A standard trope in the current arguments about planning permission is that we don't need or want to build on green belt land, or even unproductive agricultural land, because there's so much brownfield land lying around and available. Well, yes, this could be true but why would we want to poison people by sticking houses ontocontaminated land?

Hundreds of homeowners have been told their £400,000 properties could have been built on 'contaminated' land - and it's not safe for their children to play in the area. Environment officers at Tunbridge Wells Borough Council have warned residents of three streets in Paddock Wood, Kent, they may be at risk. They say 'potentially dangerous' chemicals including asbestos and creosote could have seeped in to the ground.

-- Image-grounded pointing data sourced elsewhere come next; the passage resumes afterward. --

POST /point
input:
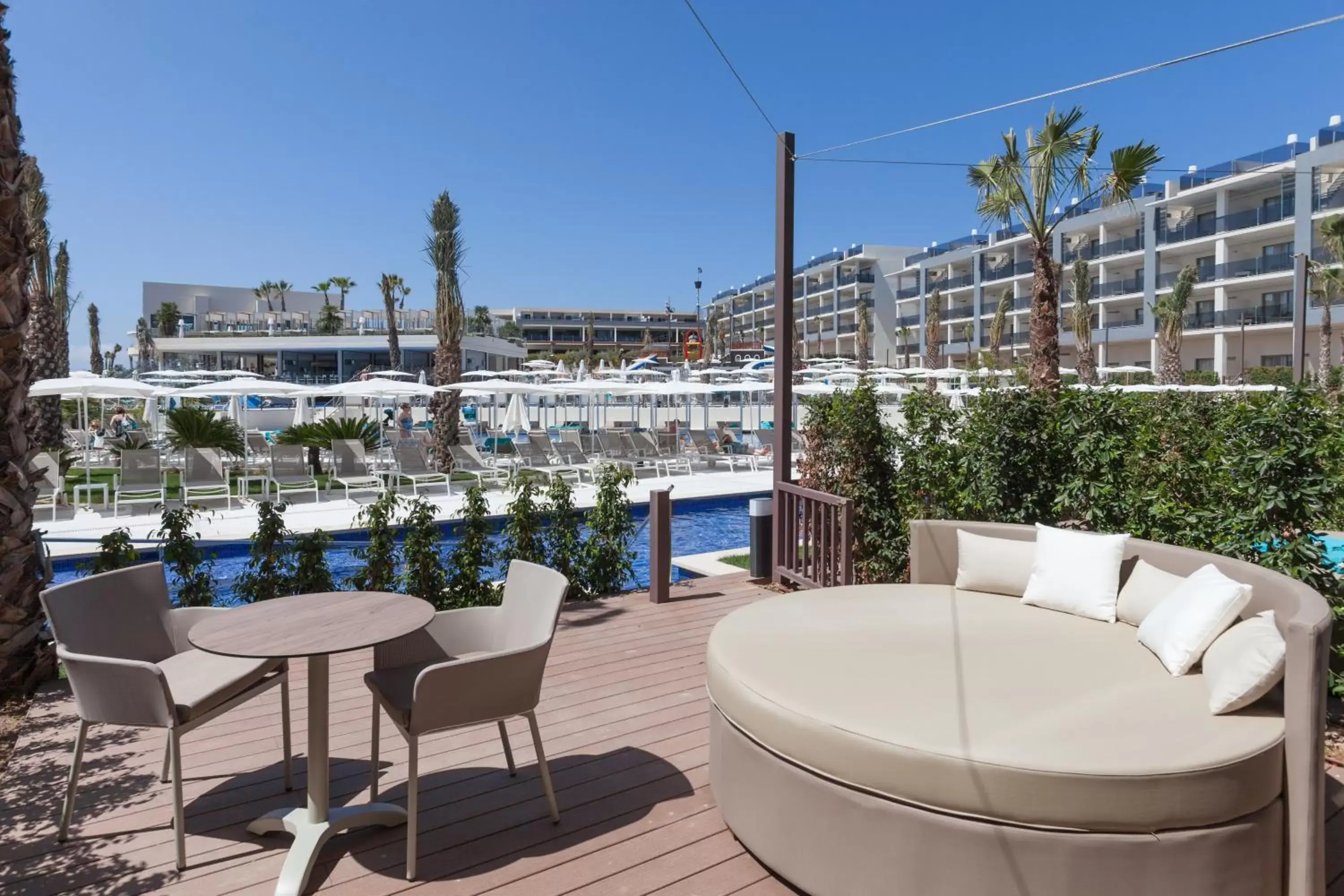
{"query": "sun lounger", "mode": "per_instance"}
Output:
(52, 485)
(413, 465)
(205, 476)
(709, 453)
(351, 468)
(465, 460)
(140, 480)
(289, 472)
(644, 447)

The substances could have 'an impact on human health', they added.

This is land that used to be a timber treatment works. And a great deal of such brownfield land lying around the place is contaminated with one thing or another that we now think isn't all that wise to have lying around in a garden.

Fortunately, we do have a solution to this sort of problem. It involves that complex thing called "price". Along with the mystifying to many interactions of "markets".

We could, for example, have a rational and sensible system of planning to allow low density building where people actually want to live, as we outlined in Land Economy. There would then be that magical "price" stuff happening. Brownfield land that was, by virtue of location or ease of cleaning up, worth more than more rural land for building upon would get built upon. That which is not worth more than the costs of clean up would not. And so, by that miracle of "markets" we would be creating the most value possible by creating that valuable housing at the least cost. And, of course, the synonym for "creating the most value" is "making us all richer".

Plus we'd avoid the possibility of poisoning an entire generation of children by insisting that they live in houses built on polluted land.

Amazing what markets unconstrained by ridiculous regulation can achieve really.